Thursday, July 11, 2024

Bug's survival strategy

We recently stumbled over a bug hiding at a place where I really had to sigh:

"Sorry, really?"

The customer complaint that their documents could not be exported anymore. The system ended with a null pointer exception. Initially, we could not reproduce the problem in our internal test environment until we injected a real production document from the customer and tried that out. So far, okay. But we didn't stop there. We wanted to understand, what caused the problem. First, we assumed the resolution of the scanned document may be different (as we had some issues in the past heading towards this direction). We were wrong, that was not the problem. The resolution of the document was identical to what we had internally already.

 Then, we started to play with annotations as there were some weird errors in the back-end log files pointing to such direction. We added a marker-, a line- and a text-annotation to the document, saved it and tried again. Same issue. Then, we did the same on the second page. When we added an annotation there and marked it as a burned in annotation, the problem did NOT occur anymore for that imported document. That was an interesting observation.

 To really be sure we hit the jackpot, we removed the burned-in attribute and tried again. Indeed, now it threw the same exception again. Setting the burned-in annotation again and re-checking...yes, now worked again.

 Then, we did the same test with annotations on the first page. Not the same issue here. So, looked like it really played a significant role where the annotations were set and with which kind of attribute value.

 What a wonderful finding and great hint for our developers. That helped speeding up the fix.

After the outcome of this analysis, we asked ourselves whether we can expect the testing really to test all the possible variations like checking whether annotations of all kinds work on all sorts of page numbers using different kinds of documents such as colored, grey-scale, different DPIs, etc, etc. and all this in a time-frame that is far from fair.

 Fact is, no matter how hard and how accurate your testing is done, software will never be fully free of bugs. The complexity of software has increased dramatically during the last few decades and the number of needed test cases to gain a minimum level of coverage has grown so much, that it has become impossible to execute all tests and possible variations within the time given.

 "Even a seemingly simple program can have hundreds or thousands of possible input and output combinations. Creating test cases for all these possibilities is impractical. Complete testing of a complex application would take too long and require too many human resources to be economically feasible". [1]

 Software development today still is a process of trial-and-error.

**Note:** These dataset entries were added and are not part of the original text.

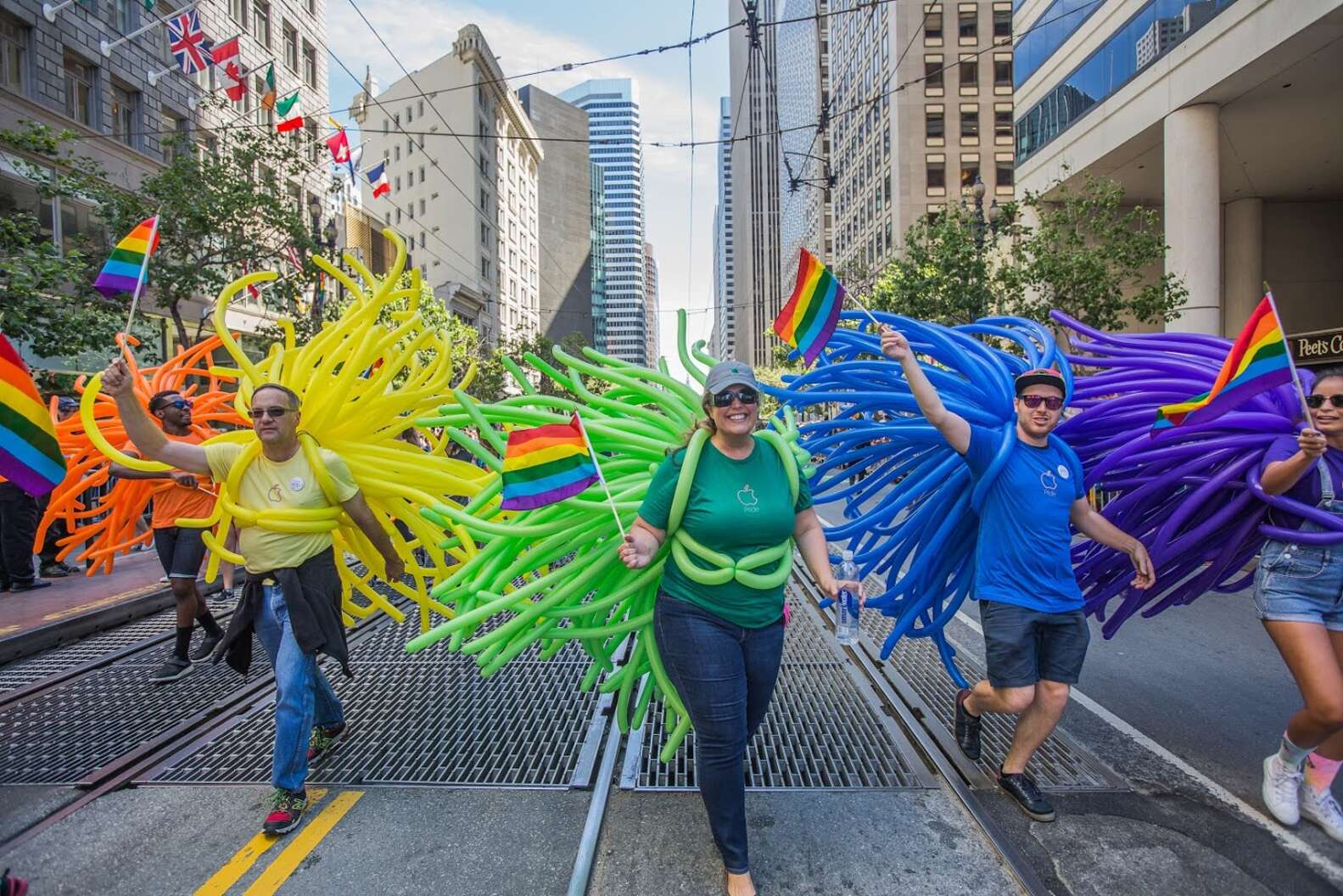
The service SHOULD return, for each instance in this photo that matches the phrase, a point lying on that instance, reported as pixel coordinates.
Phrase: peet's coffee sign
(1320, 347)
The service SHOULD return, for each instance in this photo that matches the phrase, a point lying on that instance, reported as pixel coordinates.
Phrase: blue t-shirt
(1024, 554)
(1307, 490)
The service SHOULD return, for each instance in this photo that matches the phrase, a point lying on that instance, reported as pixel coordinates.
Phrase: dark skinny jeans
(725, 676)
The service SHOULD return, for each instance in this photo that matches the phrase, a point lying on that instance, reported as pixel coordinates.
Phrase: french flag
(378, 177)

I have never seen a programmer developing a software component from scratch without several times of failed compiling, fixing, re-writing, re-testing and finally shipping it, then failing at the customer and going through the same process again.

 "Software errors are blunders caused by our inability to fully understand the intricacies of these complex products" [2]

 Ivars Peterson compares today's technology with black magic where engineers act like wizards who brew their magic potion by mixing various ingredients of terminology that only them understand while the public dazzled by the many visible achievements of modern technology often regards engineers as magicians who can solve any problem.

References

[1] The Art of Software Testing, Glenford J. Myers
[2] Fatal defect, Ivars Peterson